You’re busy and you don’t always have time to make yourself nutritious meals. Like many people who want to eat healthy on a budget, you probably rely on those handy frozen entrees to fill the gap. After all, they seem like a bargain compared to going out for dinner every day.
But if you do the math, you’re probably spending a lot for frozen meals that don’t taste that great and are processed, packaged, and preserved. Why not make your own frozen dinners and save the extra money? By using better quality ingredients and controlling the cooking method, you’ll always have a supply of quick and tasty meals on hand (with foods you actually like to eat!).
Preparing freezer-ready meals isn’t a difficult task. To get started, use these meal preparation and storage tips:
- Use suitable containers– Make sure the containers you use to store your meals in are both microwave and freezer safe. Glass and plastic may be suitable, but it is best to check first. Another option is large freezer bags. Certain foods will freeze well in a bag, and can then be defrosted in the refrigerator, placed in a microwave-safe container, and then reheated.

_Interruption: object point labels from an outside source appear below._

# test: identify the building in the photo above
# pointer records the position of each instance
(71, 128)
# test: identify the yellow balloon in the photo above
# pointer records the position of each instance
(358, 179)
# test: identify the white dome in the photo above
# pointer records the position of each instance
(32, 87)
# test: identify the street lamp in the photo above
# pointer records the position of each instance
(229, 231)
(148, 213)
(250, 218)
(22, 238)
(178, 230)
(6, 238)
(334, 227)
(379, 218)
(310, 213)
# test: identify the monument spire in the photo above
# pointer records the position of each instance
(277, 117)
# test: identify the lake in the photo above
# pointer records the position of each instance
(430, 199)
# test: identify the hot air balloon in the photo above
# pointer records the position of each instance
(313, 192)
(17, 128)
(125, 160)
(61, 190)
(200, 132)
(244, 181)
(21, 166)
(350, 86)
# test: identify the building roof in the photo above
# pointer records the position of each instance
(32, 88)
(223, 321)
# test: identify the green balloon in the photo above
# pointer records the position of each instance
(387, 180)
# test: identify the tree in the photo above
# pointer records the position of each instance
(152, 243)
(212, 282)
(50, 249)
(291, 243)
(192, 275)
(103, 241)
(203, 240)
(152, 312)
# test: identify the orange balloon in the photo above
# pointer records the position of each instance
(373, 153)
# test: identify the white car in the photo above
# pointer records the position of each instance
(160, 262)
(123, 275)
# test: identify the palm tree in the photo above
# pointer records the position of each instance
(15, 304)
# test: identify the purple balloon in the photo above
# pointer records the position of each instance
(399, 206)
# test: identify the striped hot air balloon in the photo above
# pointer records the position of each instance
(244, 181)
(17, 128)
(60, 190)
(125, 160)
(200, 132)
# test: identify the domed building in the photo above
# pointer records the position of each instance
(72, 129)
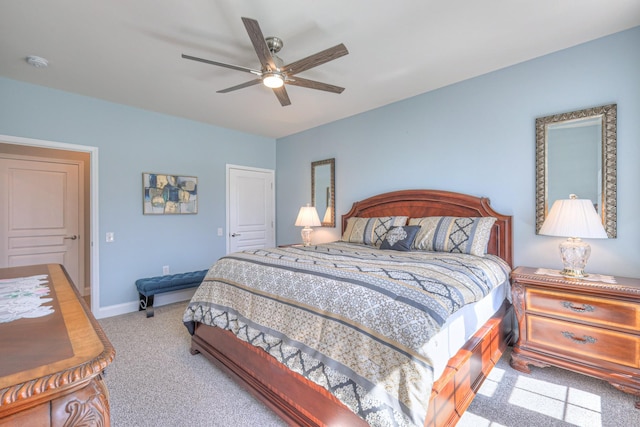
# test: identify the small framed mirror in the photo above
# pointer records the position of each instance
(576, 153)
(323, 190)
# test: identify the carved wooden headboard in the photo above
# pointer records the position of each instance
(422, 203)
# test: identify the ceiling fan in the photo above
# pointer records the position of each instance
(273, 73)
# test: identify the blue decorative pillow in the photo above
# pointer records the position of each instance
(400, 238)
(370, 231)
(466, 235)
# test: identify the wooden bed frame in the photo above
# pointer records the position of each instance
(302, 403)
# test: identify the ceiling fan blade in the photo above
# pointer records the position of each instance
(312, 84)
(283, 97)
(259, 43)
(317, 59)
(221, 64)
(240, 86)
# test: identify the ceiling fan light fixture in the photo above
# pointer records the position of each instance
(273, 80)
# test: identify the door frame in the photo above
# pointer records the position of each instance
(228, 200)
(93, 255)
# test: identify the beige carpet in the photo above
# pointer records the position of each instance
(155, 381)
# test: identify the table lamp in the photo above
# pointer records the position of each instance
(576, 219)
(307, 218)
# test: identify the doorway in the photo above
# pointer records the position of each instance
(88, 157)
(250, 208)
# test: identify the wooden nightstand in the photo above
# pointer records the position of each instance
(585, 325)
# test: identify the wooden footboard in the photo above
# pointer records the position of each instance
(302, 403)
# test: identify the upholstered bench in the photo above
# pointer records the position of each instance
(151, 286)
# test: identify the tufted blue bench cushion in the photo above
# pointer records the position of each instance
(150, 286)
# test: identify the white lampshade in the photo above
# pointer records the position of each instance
(327, 215)
(308, 217)
(574, 218)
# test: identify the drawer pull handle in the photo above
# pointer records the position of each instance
(586, 339)
(585, 307)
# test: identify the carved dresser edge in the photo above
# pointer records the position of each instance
(76, 374)
(575, 281)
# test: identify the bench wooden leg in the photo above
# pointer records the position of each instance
(146, 303)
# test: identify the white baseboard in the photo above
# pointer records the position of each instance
(159, 300)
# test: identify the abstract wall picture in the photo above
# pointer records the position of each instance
(169, 194)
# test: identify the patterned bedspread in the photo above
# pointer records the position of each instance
(354, 319)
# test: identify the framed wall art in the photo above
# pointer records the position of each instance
(165, 194)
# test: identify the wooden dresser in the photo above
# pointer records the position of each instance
(584, 325)
(51, 366)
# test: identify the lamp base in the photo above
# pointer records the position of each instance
(306, 236)
(575, 254)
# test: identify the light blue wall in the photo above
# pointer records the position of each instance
(478, 137)
(132, 141)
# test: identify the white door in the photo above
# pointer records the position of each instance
(250, 208)
(40, 218)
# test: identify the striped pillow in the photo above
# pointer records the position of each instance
(466, 235)
(370, 231)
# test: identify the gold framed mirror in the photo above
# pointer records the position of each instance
(576, 153)
(323, 190)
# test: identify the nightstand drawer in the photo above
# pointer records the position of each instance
(578, 341)
(601, 311)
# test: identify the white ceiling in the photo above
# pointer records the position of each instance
(128, 51)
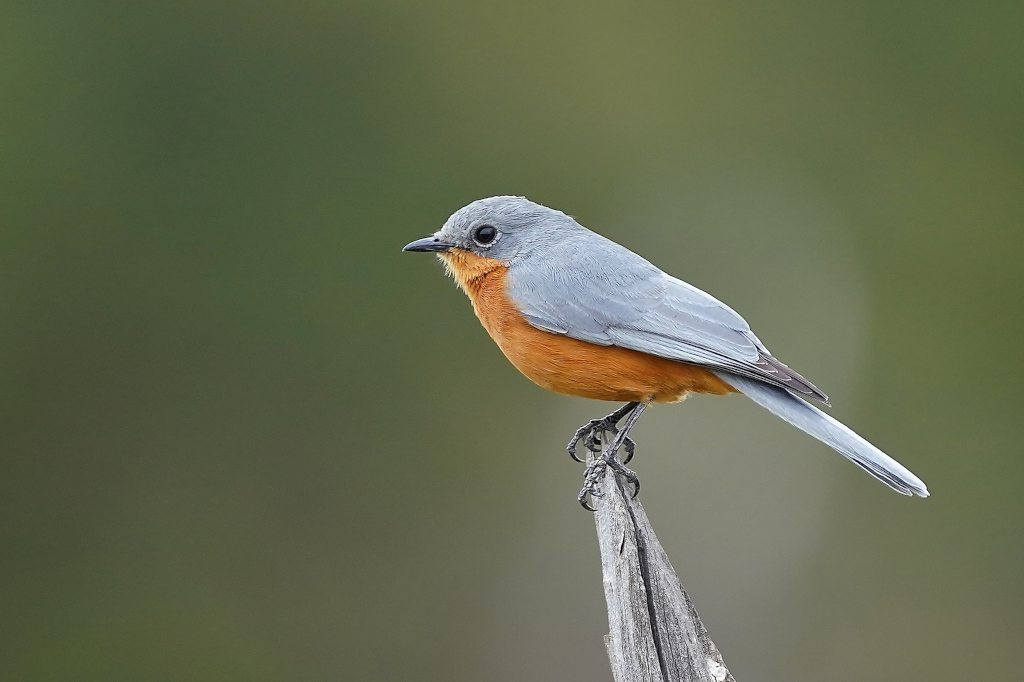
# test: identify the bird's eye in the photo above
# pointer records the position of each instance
(484, 235)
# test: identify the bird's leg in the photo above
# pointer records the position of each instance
(595, 470)
(591, 431)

- Completely cool hot food before freezing– This is to prevent the growth of bacteria. Bacteria can grow when the outside of your food freezes, while the inside remains warm.

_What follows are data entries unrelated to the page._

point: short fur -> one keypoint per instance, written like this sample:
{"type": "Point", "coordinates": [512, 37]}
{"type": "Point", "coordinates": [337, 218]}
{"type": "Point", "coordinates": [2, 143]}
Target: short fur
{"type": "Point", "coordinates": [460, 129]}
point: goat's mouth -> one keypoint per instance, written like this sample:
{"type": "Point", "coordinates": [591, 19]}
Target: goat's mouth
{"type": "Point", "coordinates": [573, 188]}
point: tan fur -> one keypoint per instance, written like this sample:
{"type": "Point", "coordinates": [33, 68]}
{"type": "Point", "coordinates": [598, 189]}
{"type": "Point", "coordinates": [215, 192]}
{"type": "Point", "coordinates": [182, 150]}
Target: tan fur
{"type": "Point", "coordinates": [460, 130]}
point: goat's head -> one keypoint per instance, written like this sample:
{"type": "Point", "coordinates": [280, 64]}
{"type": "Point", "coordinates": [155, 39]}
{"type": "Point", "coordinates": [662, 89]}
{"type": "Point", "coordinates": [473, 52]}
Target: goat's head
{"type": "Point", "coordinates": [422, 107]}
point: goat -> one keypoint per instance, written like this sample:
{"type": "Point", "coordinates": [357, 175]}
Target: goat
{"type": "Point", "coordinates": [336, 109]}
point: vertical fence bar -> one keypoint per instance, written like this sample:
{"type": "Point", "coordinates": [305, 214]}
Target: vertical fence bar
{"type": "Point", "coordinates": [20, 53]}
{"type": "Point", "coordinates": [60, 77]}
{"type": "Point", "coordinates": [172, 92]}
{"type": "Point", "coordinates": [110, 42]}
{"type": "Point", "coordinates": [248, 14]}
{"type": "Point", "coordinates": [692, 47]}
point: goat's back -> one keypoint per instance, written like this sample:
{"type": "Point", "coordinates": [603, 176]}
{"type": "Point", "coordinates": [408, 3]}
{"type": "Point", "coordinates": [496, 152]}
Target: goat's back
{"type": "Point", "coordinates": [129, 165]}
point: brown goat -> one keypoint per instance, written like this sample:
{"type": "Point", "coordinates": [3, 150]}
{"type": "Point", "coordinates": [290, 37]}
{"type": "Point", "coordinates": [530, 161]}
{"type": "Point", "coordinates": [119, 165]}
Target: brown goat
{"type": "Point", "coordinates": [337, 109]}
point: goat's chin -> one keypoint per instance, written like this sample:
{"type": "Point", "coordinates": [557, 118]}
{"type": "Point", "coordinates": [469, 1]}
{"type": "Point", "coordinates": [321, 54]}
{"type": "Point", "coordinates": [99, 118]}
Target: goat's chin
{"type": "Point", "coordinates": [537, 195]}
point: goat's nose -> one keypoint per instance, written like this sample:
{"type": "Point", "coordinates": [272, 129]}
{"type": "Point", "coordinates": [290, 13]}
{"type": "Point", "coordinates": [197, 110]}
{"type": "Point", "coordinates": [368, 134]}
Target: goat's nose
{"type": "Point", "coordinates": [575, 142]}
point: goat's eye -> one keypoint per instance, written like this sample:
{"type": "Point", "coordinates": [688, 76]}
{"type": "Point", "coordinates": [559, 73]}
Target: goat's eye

- Keep air-tight– Make sure food is wrapped well and/or covered with air-tight lids to prevent air from getting in.
- Label each dish– Use a permanent marker to label each dish with a name and a date. For maximum quality and flavour, use each meal within a couple of weeks.
- Vegetables should be slightly under cooked– This prevents them from becoming mushy when you reheat them.

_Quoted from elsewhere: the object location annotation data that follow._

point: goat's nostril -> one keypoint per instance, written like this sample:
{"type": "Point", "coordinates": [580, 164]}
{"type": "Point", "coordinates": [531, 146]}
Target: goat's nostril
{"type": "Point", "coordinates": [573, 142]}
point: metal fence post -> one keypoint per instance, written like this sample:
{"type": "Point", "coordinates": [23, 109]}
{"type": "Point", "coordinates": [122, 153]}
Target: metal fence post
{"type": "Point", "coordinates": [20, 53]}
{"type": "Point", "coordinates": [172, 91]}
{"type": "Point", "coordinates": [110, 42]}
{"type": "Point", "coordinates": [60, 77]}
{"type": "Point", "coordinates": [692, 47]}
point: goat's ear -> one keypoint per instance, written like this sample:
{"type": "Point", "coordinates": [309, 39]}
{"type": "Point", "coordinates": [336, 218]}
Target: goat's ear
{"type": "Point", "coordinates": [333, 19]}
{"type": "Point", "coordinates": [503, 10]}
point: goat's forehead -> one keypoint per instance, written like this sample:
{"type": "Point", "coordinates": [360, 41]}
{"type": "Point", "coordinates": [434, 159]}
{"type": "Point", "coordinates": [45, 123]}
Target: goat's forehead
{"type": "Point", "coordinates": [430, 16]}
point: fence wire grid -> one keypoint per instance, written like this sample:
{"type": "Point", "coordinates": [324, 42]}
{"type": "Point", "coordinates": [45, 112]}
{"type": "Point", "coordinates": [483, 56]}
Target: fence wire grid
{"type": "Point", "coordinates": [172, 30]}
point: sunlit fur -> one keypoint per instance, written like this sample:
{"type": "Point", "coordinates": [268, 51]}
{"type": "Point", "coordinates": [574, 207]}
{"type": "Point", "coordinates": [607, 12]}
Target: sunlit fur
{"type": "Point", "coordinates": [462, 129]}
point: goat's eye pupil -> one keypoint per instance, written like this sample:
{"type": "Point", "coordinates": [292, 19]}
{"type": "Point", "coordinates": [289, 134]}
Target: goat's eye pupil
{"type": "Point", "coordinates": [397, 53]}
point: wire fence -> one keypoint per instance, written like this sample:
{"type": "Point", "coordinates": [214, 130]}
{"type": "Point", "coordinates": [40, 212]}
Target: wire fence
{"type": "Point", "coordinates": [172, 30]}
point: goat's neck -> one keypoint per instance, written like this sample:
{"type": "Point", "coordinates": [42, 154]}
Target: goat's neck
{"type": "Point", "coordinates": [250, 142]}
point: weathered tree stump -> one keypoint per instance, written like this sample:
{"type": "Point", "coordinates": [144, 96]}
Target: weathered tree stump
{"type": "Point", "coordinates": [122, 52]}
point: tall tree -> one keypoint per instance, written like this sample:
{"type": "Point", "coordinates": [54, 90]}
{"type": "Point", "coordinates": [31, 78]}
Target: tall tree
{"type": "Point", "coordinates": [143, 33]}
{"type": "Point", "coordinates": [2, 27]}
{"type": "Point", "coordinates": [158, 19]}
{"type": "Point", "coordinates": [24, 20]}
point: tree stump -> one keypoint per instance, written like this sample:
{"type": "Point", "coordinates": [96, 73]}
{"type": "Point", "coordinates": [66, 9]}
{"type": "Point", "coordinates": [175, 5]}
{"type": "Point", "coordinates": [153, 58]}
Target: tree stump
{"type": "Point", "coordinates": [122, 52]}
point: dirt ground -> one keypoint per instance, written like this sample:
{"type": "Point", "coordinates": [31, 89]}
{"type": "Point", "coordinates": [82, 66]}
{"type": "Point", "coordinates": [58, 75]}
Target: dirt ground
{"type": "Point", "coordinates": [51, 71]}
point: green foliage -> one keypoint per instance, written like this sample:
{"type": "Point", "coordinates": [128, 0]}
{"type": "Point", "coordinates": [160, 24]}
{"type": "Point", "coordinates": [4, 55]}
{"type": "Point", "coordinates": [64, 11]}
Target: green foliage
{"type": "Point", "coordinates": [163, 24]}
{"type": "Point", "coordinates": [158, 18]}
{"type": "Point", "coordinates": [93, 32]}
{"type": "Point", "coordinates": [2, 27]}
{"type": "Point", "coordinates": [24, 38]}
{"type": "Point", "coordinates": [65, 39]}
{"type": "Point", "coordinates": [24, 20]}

- Frozen doesn’t mean forever– As a general rule, fruit and vegetables will stay freezer-fresh for around eight months, fish and shellfish for up to six months, and meat and poultry for three. Trust your instincts and throw out anything from the freezer that smells or tastes “off.”
- Don’t re-freeze defrosted foods– Because the taste and texture will decline and you could be risking bacterial contamination.
- Thawing frozen foods – With the exception of baked goods, do not thaw foods at room temperature. Bacteria can grown in the thawed portion of the prepared foods, releasing toxins that are unsafe to eat even after cooking. Either thaw in the refrigerator, in cold water or in a microwave on the defrost setting.
- Don’t overcrowd the freezer –Ensure enough space between foods to allow free circulation of air. Freezing does not kill bacteria, yeast and moulds that might be in your foods. If the freezer’s temperature is disturbed often or altered for an extended period of time these microbes can compromise your food’s safety.
- Check the temperature of your freezer –Your freezer temperature should be below 0 degrees Fahrenheit (18 degrees Celcius). Use a thermometer to check the temperature.